Humans learned how to control fire sometime between 400,000 and a million years ago. Not only did that revolutionize early diets and keep predators at bay, but controlling fire also extended the day and altered circadian rhythms by interfering with melatonin production and allowing our ancestors to stay awake. Decades of work with Africa’s Kalahari Bushmen suggests nighttime conversations allowed early hunter-gatherer societies to participate in social interactions—without interfering with economically productive activities—which led to the development and strengthening of cultural institutions. The work was published in Proceedings of the National Academy of Sciences this week.
To investigate how people use evening hours in hunter-gatherer societies, Polly Wiessner from the University of Utah recorded activities and conversations among the Ju/’hoansi (or !Kung) Kalahari Bushmen of Botswana and Namibia during both daylight and night hours. (Exclamation marks, slashes, and apostrophes represent click sounds in their language.) Some 4,000 !Kung Bushmen live in the Kalahari Desert today, and on most nights, they hold firelight gatherings in groups of up to 15 people. Each family has a hearth, but people often converge at a single fire at night.
“We can’t tell about the past from the Bushmen,” Wiessner explains in a news release. “But these people live from hunting and gathering. For 99 percent of our evolution, this is how our ancestors lived. What transpires during the firelit night hours by hunter-gatherers? It helps answer the question of what firelit space contributes to human life.” Stories and gifts, she says, were the original social media.
Wiessner analyzed conversations involving at least five people from two sets of data: notes on 174 daytime and nighttime conversations from 1974, as well as digital recordings of 68 firelight stories from the 1970s (and retold between 2011 and 2013), which were transcribed by Bushmen.
Her findings show that 75 percent of daytime conversations involved economic discussions (such as hunting for meals) or gossip and complaints that helped regulate social relations (like premarital customs and extramarital affairs). By contrast, nighttime conversations steered away from tensions and worries of the day and centered instead on singing, dancing, and storytelling—together, these comprised 81 percent of firelight time.

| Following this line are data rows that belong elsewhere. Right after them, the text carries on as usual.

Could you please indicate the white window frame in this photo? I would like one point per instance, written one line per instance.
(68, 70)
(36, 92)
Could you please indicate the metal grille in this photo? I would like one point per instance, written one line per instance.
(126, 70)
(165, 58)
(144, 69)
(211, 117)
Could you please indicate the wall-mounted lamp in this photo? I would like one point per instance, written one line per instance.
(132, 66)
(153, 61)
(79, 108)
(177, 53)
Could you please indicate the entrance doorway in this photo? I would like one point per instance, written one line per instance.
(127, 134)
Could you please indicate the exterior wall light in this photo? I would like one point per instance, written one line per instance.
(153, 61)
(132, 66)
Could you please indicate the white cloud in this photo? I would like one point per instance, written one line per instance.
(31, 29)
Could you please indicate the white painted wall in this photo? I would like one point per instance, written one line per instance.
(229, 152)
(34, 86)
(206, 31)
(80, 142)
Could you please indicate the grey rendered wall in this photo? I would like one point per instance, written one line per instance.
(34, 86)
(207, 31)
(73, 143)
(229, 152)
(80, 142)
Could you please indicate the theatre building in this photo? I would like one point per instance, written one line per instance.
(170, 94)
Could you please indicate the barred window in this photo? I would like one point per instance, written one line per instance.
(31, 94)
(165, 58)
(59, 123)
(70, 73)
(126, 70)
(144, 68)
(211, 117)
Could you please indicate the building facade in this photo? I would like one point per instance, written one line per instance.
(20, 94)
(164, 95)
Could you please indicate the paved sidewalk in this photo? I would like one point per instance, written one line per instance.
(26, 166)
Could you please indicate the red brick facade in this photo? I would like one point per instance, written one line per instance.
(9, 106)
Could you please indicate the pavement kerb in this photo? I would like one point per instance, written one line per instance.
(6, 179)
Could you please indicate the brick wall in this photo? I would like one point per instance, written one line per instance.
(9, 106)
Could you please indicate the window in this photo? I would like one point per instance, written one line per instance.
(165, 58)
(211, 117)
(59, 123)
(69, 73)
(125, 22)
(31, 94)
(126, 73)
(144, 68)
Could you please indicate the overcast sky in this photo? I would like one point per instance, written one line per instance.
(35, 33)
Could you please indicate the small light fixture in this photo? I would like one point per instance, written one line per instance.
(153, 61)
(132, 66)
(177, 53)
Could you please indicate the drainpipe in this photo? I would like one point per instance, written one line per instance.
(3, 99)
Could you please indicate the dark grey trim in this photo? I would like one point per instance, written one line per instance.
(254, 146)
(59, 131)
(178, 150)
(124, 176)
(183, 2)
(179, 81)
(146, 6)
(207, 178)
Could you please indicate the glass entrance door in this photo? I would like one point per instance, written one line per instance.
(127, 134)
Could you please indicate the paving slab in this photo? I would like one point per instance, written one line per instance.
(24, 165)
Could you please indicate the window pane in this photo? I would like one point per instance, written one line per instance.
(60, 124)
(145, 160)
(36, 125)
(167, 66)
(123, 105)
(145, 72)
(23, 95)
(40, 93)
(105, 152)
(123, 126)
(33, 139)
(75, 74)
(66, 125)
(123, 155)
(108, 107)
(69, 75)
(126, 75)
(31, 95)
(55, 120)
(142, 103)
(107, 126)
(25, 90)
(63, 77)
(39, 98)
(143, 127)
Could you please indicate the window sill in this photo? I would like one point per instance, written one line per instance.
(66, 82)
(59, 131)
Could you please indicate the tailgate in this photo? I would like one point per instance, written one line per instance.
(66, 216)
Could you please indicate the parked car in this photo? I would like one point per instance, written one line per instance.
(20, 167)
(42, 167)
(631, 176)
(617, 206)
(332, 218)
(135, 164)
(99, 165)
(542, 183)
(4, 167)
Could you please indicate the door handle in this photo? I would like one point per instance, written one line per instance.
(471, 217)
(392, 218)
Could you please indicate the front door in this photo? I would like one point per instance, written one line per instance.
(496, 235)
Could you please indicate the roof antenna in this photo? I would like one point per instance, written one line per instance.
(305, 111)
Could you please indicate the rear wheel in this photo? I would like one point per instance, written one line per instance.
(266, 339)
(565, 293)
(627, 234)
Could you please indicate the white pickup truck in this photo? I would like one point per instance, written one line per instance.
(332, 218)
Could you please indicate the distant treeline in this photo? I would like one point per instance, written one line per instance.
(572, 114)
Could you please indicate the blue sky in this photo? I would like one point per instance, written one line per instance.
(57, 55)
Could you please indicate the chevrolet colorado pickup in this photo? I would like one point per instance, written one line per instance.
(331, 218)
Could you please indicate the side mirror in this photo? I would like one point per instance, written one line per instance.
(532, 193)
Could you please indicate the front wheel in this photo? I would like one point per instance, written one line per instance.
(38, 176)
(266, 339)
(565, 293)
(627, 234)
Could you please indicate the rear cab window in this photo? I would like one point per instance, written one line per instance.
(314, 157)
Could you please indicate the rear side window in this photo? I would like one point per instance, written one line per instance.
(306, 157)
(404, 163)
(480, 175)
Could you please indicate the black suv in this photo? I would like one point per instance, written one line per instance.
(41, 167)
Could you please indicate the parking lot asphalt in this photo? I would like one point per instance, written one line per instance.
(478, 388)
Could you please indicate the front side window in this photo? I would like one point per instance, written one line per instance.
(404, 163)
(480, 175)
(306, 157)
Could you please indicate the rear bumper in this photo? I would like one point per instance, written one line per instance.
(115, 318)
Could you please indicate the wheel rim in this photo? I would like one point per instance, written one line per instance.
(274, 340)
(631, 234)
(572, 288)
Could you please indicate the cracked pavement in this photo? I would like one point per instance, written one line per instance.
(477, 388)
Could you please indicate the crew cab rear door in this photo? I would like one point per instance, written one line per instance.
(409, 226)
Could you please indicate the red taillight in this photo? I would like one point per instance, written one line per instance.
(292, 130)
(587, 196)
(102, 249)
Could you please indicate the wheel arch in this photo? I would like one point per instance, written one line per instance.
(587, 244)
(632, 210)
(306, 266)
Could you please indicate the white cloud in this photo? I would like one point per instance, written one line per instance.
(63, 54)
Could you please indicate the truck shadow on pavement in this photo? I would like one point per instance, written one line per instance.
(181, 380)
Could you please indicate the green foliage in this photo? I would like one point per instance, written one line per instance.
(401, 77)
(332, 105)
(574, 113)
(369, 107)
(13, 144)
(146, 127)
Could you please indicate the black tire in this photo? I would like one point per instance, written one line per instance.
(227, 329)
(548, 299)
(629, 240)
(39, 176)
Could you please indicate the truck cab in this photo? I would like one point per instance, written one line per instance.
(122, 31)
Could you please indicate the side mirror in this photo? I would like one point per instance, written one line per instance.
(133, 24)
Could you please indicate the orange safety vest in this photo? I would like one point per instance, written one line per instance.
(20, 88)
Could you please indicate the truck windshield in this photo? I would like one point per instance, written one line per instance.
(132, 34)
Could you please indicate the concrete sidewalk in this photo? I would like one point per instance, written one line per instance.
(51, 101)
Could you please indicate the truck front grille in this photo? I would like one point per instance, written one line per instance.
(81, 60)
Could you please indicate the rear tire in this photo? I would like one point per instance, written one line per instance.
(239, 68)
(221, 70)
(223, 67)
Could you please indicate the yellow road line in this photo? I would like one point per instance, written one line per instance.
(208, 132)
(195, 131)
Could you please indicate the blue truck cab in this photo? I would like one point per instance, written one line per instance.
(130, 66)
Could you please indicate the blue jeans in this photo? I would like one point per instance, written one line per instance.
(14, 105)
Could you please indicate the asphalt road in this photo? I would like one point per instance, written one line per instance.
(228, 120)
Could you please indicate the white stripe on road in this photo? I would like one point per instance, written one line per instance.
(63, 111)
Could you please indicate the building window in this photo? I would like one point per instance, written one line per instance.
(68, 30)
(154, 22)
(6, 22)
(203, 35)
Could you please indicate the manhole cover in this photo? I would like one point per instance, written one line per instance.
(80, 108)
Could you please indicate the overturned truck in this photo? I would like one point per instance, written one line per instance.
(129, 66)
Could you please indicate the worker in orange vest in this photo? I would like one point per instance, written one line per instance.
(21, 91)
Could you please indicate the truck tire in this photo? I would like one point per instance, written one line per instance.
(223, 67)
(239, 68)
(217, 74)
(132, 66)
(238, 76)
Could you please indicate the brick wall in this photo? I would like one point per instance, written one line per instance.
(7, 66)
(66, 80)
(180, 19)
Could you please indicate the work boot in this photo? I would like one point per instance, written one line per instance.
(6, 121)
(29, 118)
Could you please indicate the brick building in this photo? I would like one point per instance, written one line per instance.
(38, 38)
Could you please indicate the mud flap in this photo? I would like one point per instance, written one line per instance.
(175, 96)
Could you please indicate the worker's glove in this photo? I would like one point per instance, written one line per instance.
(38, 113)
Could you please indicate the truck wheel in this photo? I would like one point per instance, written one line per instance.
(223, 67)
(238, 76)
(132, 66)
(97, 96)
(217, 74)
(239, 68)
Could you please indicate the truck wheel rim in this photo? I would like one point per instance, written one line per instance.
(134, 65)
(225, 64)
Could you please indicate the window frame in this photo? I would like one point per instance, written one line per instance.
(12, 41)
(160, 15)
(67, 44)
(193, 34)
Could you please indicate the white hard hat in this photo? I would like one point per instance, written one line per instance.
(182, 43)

Nighttime topics centered on virtual communities made up of people living far away, traditional myths, and beings in the spirit world. Healers go into trances and “travel to god’s village and communicate with the spirits of deceased loved ones who are trying to take sick people away,” Wiessner says. All these firelit activities helped reinforce traditions, promote harmony and equality, and spark the imagination.
Firelight hours for early human societies, her findings suggest, may have helped develop human cognitive capacities for transmitting cultural practices and norms, understanding others, and extending cooperation beyond camp limits.
“There is something about fire in the middle of the darkness that bonds, mellows and also excites people. It’s intimate,” Wiessner says. “Nighttime around a fire is universally time for bonding, for telling social information, for entertaining, for a lot of shared emotions.”